Arch pouffa avec eux avant de remarquer l’air perplexe de Kahya. La jeune fille ne parlait pas, les yeux rivés fixement sur Godhrian comme ceux d’un rapace sur sa proie. Il échangea quelques mots avec Amalven et Hockman puis ils sortirent tous les trois eux aussi. Le silence revint progressivement dans la cabine et Criss finit lui aussi par remarquer que leur camarade semblait ailleurs.

— Kahya, est-ce que tout va bien ? demanda-t-il.

La jeune fille sembla émerger de ses pensées pour rejoindre la réalité. Les regards rivés sur elle, elle se redressa sur son tabouret.

— Pardon, je réfléchissais, dit-elle d’une voix troublée.

— Tu es pâle, s’inquiéta Arch. Tu es malade ?

— Avec une mer pareille c’est pas vraiment étonnant, commenta Criss en posant une main sur son estomac gargouillant.

— Non, corrigea Kahya, je m’inquiète, c’est tout.

Arch et Criss s’échangèrent un regard concerné. Non, ce n’était pas tout, bien au contraire. S’ils avaient appris une chose, c’est que si Kahya s’inquiétait de quelque chose, eux aussi en avaient tout intérêt.

— Qu’est-ce qui se passe ?

— Quand Godhrian parlait d’aller au nord, je pensais que nous irions par-delà Rive-Argent, voir même jusqu’aux pics de Tourvent. Je ne pensais pas que nous irions à Norandia, acheva-t-elle en baissant volontairement la voix.

— Qu’est-ce que ça change ? s’étonna Criss.

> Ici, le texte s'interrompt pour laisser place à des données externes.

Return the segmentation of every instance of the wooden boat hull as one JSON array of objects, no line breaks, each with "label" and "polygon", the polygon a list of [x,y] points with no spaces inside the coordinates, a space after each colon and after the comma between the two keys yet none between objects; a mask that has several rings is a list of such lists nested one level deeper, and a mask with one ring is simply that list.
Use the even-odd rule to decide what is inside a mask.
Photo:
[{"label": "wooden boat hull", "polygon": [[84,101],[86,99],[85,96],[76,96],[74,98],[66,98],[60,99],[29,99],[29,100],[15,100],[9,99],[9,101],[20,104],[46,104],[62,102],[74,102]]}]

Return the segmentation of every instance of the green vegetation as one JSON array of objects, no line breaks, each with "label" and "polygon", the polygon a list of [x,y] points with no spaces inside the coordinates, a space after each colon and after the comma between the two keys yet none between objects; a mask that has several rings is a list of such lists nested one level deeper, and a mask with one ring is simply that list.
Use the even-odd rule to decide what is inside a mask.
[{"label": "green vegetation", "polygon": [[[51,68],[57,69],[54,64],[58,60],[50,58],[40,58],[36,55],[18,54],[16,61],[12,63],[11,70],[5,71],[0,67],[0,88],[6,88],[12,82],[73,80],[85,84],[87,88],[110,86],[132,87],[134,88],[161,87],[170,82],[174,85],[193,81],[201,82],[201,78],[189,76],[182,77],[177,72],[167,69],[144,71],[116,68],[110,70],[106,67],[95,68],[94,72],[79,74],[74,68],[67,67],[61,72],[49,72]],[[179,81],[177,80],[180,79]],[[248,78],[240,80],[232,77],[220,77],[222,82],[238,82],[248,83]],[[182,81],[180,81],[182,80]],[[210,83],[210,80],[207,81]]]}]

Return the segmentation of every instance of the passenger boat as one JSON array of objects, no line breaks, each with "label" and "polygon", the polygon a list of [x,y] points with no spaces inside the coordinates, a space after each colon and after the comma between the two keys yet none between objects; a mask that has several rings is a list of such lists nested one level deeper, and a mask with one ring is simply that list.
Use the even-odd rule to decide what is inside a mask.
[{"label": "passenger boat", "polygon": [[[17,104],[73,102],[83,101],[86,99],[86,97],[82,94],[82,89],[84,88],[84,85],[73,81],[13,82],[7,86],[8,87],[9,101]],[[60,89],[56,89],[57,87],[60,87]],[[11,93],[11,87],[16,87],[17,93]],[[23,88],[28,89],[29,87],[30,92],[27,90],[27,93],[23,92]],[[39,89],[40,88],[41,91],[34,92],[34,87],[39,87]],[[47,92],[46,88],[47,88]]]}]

— Ça change beaucoup de choses, reprit Kahya. J’en sais très peu sur cet endroit. Tu as vu la carte là-bas ? Il n’y a rien. Les gens n’en parlent pas, ils n’y vont pas.

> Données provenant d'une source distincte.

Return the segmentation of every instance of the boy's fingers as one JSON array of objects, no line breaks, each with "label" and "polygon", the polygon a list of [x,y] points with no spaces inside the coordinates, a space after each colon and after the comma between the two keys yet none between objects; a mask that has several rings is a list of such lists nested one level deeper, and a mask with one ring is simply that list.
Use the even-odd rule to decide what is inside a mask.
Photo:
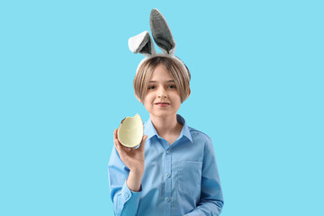
[{"label": "boy's fingers", "polygon": [[148,137],[148,135],[145,135],[145,136],[143,137],[140,148],[143,148],[145,147],[145,142],[146,142],[146,140],[147,140]]}]

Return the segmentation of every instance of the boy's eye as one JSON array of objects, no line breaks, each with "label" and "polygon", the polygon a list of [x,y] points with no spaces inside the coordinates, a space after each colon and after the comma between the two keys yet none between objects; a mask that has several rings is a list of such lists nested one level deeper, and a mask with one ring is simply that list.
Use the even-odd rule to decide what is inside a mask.
[{"label": "boy's eye", "polygon": [[[169,87],[169,88],[176,88],[176,86],[175,85],[170,85],[168,87]],[[148,86],[148,89],[155,89],[155,88],[156,88],[156,87],[155,87],[154,86]]]}]

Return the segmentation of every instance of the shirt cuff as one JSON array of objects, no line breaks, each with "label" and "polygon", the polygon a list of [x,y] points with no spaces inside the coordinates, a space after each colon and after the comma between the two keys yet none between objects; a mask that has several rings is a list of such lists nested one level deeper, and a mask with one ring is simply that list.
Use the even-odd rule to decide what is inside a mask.
[{"label": "shirt cuff", "polygon": [[124,183],[124,184],[122,185],[122,197],[123,198],[124,202],[128,202],[128,201],[131,201],[131,202],[140,202],[140,197],[142,193],[142,186],[140,184],[140,192],[133,192],[130,191],[130,189],[128,187],[126,181]]}]

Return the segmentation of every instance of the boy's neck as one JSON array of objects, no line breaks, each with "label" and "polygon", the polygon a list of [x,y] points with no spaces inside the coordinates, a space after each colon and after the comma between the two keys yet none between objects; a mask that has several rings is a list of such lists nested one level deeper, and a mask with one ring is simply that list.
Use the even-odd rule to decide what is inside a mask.
[{"label": "boy's neck", "polygon": [[162,138],[178,136],[183,128],[183,125],[176,121],[176,113],[163,117],[150,115],[150,120],[158,136]]}]

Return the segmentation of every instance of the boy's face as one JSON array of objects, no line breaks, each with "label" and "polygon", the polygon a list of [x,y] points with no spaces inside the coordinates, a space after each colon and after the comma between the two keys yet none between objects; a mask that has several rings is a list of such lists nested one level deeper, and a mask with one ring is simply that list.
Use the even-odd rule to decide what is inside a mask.
[{"label": "boy's face", "polygon": [[[167,104],[160,105],[158,103]],[[150,115],[157,117],[176,115],[181,105],[180,94],[175,80],[163,65],[158,65],[154,70],[143,104]]]}]

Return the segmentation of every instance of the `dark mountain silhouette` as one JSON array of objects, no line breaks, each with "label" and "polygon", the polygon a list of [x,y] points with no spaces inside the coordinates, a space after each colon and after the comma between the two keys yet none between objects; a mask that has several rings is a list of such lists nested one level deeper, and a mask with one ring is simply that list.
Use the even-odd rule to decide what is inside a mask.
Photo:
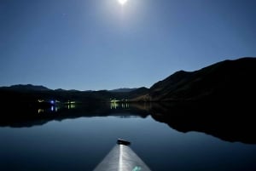
[{"label": "dark mountain silhouette", "polygon": [[137,88],[117,88],[117,89],[112,89],[109,90],[110,92],[118,92],[118,93],[125,93],[125,92],[131,92],[136,90]]},{"label": "dark mountain silhouette", "polygon": [[[34,115],[38,109],[49,108],[50,105],[42,106],[38,100],[55,100],[63,103],[74,100],[85,106],[108,102],[109,106],[110,100],[115,99],[119,103],[130,102],[145,110],[155,120],[178,131],[200,131],[229,141],[255,144],[255,77],[256,58],[246,57],[220,61],[195,71],[179,71],[150,88],[143,87],[131,91],[52,90],[30,84],[2,87],[2,109],[33,112],[10,112],[17,115],[9,116],[3,113],[1,125],[13,125],[20,120],[21,123],[29,120],[40,123],[40,119],[56,119],[54,116],[42,118]],[[148,108],[143,109],[144,103],[142,104],[135,102],[150,104]],[[64,112],[61,117],[72,117],[68,115]]]},{"label": "dark mountain silhouette", "polygon": [[256,58],[224,60],[195,71],[177,71],[133,100],[250,100],[256,95]]}]

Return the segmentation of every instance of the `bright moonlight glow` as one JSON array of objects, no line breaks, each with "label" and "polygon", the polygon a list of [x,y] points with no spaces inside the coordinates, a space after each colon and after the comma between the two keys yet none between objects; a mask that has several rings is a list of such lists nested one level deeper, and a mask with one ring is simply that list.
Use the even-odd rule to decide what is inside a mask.
[{"label": "bright moonlight glow", "polygon": [[127,3],[127,0],[118,0],[118,1],[121,5],[124,5],[125,3]]}]

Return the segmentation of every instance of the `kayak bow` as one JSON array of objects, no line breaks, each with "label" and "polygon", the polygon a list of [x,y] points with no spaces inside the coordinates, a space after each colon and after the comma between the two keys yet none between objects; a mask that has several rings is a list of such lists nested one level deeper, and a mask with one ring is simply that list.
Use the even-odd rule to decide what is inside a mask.
[{"label": "kayak bow", "polygon": [[118,139],[117,145],[93,171],[151,171],[130,145],[131,142]]}]

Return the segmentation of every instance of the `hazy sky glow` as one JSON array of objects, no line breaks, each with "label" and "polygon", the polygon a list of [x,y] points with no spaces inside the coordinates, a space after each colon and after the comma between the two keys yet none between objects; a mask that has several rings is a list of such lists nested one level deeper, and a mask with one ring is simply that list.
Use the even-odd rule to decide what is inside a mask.
[{"label": "hazy sky glow", "polygon": [[0,86],[151,87],[256,56],[255,0],[0,0]]}]

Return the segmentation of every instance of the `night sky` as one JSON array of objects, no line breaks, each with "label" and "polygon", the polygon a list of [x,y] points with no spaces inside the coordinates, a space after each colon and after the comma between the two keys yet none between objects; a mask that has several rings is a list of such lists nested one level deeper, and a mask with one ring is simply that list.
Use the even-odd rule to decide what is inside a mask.
[{"label": "night sky", "polygon": [[256,56],[255,0],[0,0],[0,86],[150,88]]}]

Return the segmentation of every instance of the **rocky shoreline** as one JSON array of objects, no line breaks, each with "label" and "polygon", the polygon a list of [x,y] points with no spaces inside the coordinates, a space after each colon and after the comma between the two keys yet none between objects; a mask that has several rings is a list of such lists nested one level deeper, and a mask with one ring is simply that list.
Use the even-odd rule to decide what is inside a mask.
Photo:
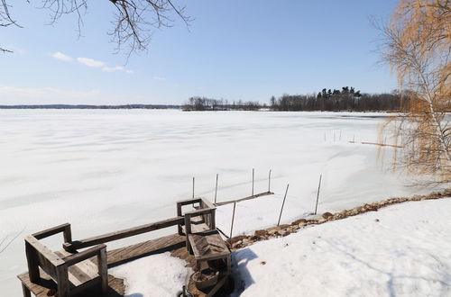
[{"label": "rocky shoreline", "polygon": [[284,237],[290,233],[297,232],[299,229],[308,225],[322,224],[329,220],[342,220],[347,217],[355,216],[368,212],[377,212],[382,207],[392,204],[402,203],[412,201],[432,200],[450,198],[451,189],[446,189],[443,192],[435,192],[427,195],[415,195],[412,197],[399,197],[382,200],[381,202],[366,203],[362,206],[354,207],[351,210],[345,210],[336,213],[324,212],[320,219],[299,219],[292,221],[290,224],[283,224],[276,227],[268,228],[265,230],[256,230],[253,235],[239,235],[227,240],[229,248],[232,251],[248,247],[257,241],[267,240],[274,238]]}]

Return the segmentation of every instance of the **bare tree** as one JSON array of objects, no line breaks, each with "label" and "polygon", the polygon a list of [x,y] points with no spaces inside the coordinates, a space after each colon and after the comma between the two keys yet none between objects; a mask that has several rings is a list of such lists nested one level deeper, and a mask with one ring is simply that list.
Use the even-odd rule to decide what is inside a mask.
[{"label": "bare tree", "polygon": [[397,164],[413,173],[437,175],[448,183],[451,1],[401,0],[390,23],[381,29],[382,58],[410,99],[408,112],[391,117],[382,133],[391,130],[402,147],[395,154]]},{"label": "bare tree", "polygon": [[[8,0],[0,0],[0,26],[12,24],[20,26],[10,14],[12,8]],[[41,8],[51,12],[51,23],[65,14],[78,15],[78,33],[83,25],[89,0],[41,0]],[[100,0],[94,0],[100,1]],[[170,27],[175,22],[174,16],[181,19],[187,25],[192,20],[185,14],[185,6],[175,4],[174,0],[102,0],[109,1],[116,9],[113,28],[108,32],[112,41],[116,45],[116,50],[124,50],[128,54],[135,50],[144,50],[148,48],[151,36],[155,29]],[[27,0],[28,3],[31,0]],[[124,49],[125,47],[125,49]],[[0,48],[1,51],[11,50]]]}]

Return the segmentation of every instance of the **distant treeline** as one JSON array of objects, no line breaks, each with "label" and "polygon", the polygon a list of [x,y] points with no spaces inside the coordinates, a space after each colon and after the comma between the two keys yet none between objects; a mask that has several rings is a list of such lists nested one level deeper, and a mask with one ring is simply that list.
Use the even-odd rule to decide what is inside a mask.
[{"label": "distant treeline", "polygon": [[86,105],[86,104],[43,104],[43,105],[0,105],[0,109],[179,109],[179,105],[165,104],[124,104],[124,105]]},{"label": "distant treeline", "polygon": [[258,101],[242,100],[229,103],[225,99],[211,99],[207,97],[194,96],[188,99],[188,102],[182,106],[184,111],[256,111],[266,107],[266,104],[261,104]]},{"label": "distant treeline", "polygon": [[[402,104],[401,104],[402,103]],[[344,86],[341,90],[322,89],[315,94],[282,94],[271,97],[270,104],[259,102],[233,102],[225,99],[190,97],[182,106],[186,111],[253,111],[269,108],[272,111],[400,111],[409,104],[409,95],[398,91],[382,94],[365,94],[354,87]]]},{"label": "distant treeline", "polygon": [[[270,99],[274,111],[400,111],[409,104],[409,96],[399,92],[365,94],[354,87],[322,89],[317,94],[283,94]],[[402,102],[402,104],[401,104]]]}]

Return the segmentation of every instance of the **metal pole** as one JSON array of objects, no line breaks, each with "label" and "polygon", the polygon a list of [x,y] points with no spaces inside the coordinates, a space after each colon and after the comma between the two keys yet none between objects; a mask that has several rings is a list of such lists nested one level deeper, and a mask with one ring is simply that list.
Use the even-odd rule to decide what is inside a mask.
[{"label": "metal pole", "polygon": [[287,193],[288,193],[288,187],[290,186],[290,184],[287,184],[287,189],[285,190],[285,196],[283,196],[283,202],[282,202],[282,207],[281,208],[281,214],[279,214],[279,220],[277,221],[277,226],[281,224],[281,212],[283,212],[283,206],[285,205],[285,199],[287,198]]},{"label": "metal pole", "polygon": [[235,208],[235,207],[236,207],[236,202],[234,202],[234,213],[232,214],[232,225],[230,225],[230,238],[232,238],[232,231],[234,230]]},{"label": "metal pole", "polygon": [[319,175],[319,184],[318,184],[317,204],[315,205],[315,214],[317,214],[317,210],[318,210],[318,201],[319,199],[319,189],[321,188],[321,177],[322,177],[322,175]]},{"label": "metal pole", "polygon": [[254,178],[254,176],[255,176],[254,175],[254,170],[253,168],[253,194],[252,194],[252,196],[253,196],[253,178]]},{"label": "metal pole", "polygon": [[193,177],[193,199],[194,199],[194,177]]},{"label": "metal pole", "polygon": [[216,202],[216,195],[217,195],[217,176],[219,175],[216,174],[216,186],[215,188],[215,203]]},{"label": "metal pole", "polygon": [[270,174],[268,176],[268,192],[271,192],[271,169],[270,169]]}]

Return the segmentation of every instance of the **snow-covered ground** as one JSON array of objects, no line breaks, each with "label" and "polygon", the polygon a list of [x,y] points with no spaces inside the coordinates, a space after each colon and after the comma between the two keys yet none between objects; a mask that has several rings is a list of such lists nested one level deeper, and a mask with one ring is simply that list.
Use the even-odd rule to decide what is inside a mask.
[{"label": "snow-covered ground", "polygon": [[406,202],[233,254],[241,296],[451,296],[451,199]]},{"label": "snow-covered ground", "polygon": [[125,280],[126,296],[178,296],[191,268],[186,262],[169,252],[146,256],[108,270],[115,277]]},{"label": "snow-covered ground", "polygon": [[[150,110],[0,110],[0,286],[20,293],[26,270],[23,235],[63,222],[82,238],[167,219],[175,202],[218,201],[255,193],[276,195],[239,203],[234,235],[272,226],[290,183],[282,222],[313,211],[335,212],[391,196],[428,192],[380,166],[373,142],[381,113],[182,112]],[[390,141],[388,140],[387,141]],[[387,148],[383,148],[389,154]],[[217,211],[228,232],[232,206]],[[109,248],[159,237],[168,229]],[[61,238],[46,241],[59,248]]]}]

— Je ne peux malheureusement que confirmer les dires de Kahya, intervint Jacob avec plus de sérieux qu’à l’accoutumée. À force d’écumer les tavernes, on entend toute sorte d’histoire sur cet endroit. Il est dangereux d’y naviguer, ce qui explique sans doute l’attitude de notre cher capitaine. Ce qui est sûr, c’est que le continent entier serait entouré de hautes falaises de glace.

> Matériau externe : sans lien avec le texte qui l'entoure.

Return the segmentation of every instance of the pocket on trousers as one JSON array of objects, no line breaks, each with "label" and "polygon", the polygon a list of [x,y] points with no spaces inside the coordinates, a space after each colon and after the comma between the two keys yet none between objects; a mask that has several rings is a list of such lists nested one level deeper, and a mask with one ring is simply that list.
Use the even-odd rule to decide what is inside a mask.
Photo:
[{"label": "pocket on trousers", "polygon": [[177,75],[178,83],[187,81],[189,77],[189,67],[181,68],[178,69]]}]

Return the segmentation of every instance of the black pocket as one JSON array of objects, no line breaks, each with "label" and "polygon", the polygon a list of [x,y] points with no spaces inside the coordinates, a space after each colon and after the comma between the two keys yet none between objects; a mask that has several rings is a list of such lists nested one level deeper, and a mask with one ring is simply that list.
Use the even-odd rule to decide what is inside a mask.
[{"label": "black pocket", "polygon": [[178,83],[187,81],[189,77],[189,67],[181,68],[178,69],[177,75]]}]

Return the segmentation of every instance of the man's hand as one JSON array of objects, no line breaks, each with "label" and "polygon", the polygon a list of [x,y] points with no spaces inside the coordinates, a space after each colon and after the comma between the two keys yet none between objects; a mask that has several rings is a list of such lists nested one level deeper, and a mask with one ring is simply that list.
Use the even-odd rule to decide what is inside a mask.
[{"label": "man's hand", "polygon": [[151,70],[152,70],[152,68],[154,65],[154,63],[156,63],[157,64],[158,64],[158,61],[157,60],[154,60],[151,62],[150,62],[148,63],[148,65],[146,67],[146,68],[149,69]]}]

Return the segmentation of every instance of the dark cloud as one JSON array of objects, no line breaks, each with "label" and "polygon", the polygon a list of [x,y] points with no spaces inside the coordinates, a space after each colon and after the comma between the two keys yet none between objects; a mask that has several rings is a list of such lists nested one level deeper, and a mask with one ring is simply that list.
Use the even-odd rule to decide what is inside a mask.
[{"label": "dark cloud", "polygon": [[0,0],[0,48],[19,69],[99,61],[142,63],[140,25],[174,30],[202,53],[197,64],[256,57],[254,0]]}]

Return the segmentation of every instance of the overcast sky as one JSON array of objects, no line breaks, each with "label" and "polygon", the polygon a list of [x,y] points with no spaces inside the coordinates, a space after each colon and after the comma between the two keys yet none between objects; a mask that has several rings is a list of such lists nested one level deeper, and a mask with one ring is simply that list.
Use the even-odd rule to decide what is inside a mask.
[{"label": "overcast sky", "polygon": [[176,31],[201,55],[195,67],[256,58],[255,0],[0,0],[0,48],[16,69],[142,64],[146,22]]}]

— Le point que Godhrian a désigné tout à l’heure, c’est la seule chose que j’ai pu lire au sujet de cet endroit, reprit Kahya. Ça parle d’une ville entière, Odomar, qui y aurait été recouverte par les glaces.

Arch et Criss déglutirent à l’unisson tandis que seuls les craquements du bois emplissaient la cabine.

— Et bien espérons qu’ils aient prévu des manteaux plus épais, balbutia Criss pour détendre l’atmosphère.

La plaisanterie arracha quelques sourires mais l’inquiétude ne quitta pas les visages. Kahya s’avança sur la table, entraînant les autres dans un cercle toujours plus rapproché. Elle murmura tout bas pour s’assurer qu’on ne les entendrait pas.

— Godhrian avait l’air sûr de lui lorsqu’il disait qu’il existait un passage.

— C’est qu’il s’y est déjà rendu, conclut Arch avec méfiance.

— Non seulement il s’y est déjà rendu, confirma Kahya, mais s’il parle d’un passage, c’est qu’il y a autre chose, et il s’est bien gardé de nous le dévoiler. Vous avez vu sa réaction quand Amalven lui a parlé de ce que vous aviez découvert ? Ils ont tout les deux pensé immédiatement à cet endroit, et à quelqu’un. Je me tort les méninges dans tous les sens depuis des jours sans parvenir à m’ôter ça de la tête.

Arch repensa à leur rencontre au manoir des Dormont. Avec le retour d’Hockman, il n’avait pas fait attention au reste, mais à présent, lui-aussi commençait à comprendre qu’on ne leur avait pas tout dit.

— Amalven et Godhrian nous cachent des choses, reprit Kahya d’un air grave. Comment voulez-vous qu’en habitant un petit village comme Adurant, quelqu’un soit aussi proche du Seigneur d’une contrée qui n’est même pas la sienne ? Ils se connaissent depuis longtemps. Avez-vous vu comment ils s’appellent ?

— Ellehir...

— Amehir...

Les deux garçons s’échangèrent un regard tandis que Kahya acquiesçait.

— Ellehir, Amehir, c’est de l’elfique. Ça veut dire frère ainé et cadet. Vous trouvez vraiment qu’ils ont l’air de deux frères ? Ils se ressemblent comme chèvre et chou. Vous savez qui ne se ressemblent pas non plus ? Godhrian et Thomas. Pourquoi est-ce qu’il prendrait le nom de Godefroy ? Est-ce qu’il est seulement un Malters ?

— Parfois tu me fais peur, tu sais ? commenta Criss.

— Tu vas un peu loin, tempéra Arch.

— Sans doute. Mais en attendant, je ne lui fais pas confiance. On nous cache quelque chose, et je compte bien découvrir quoi.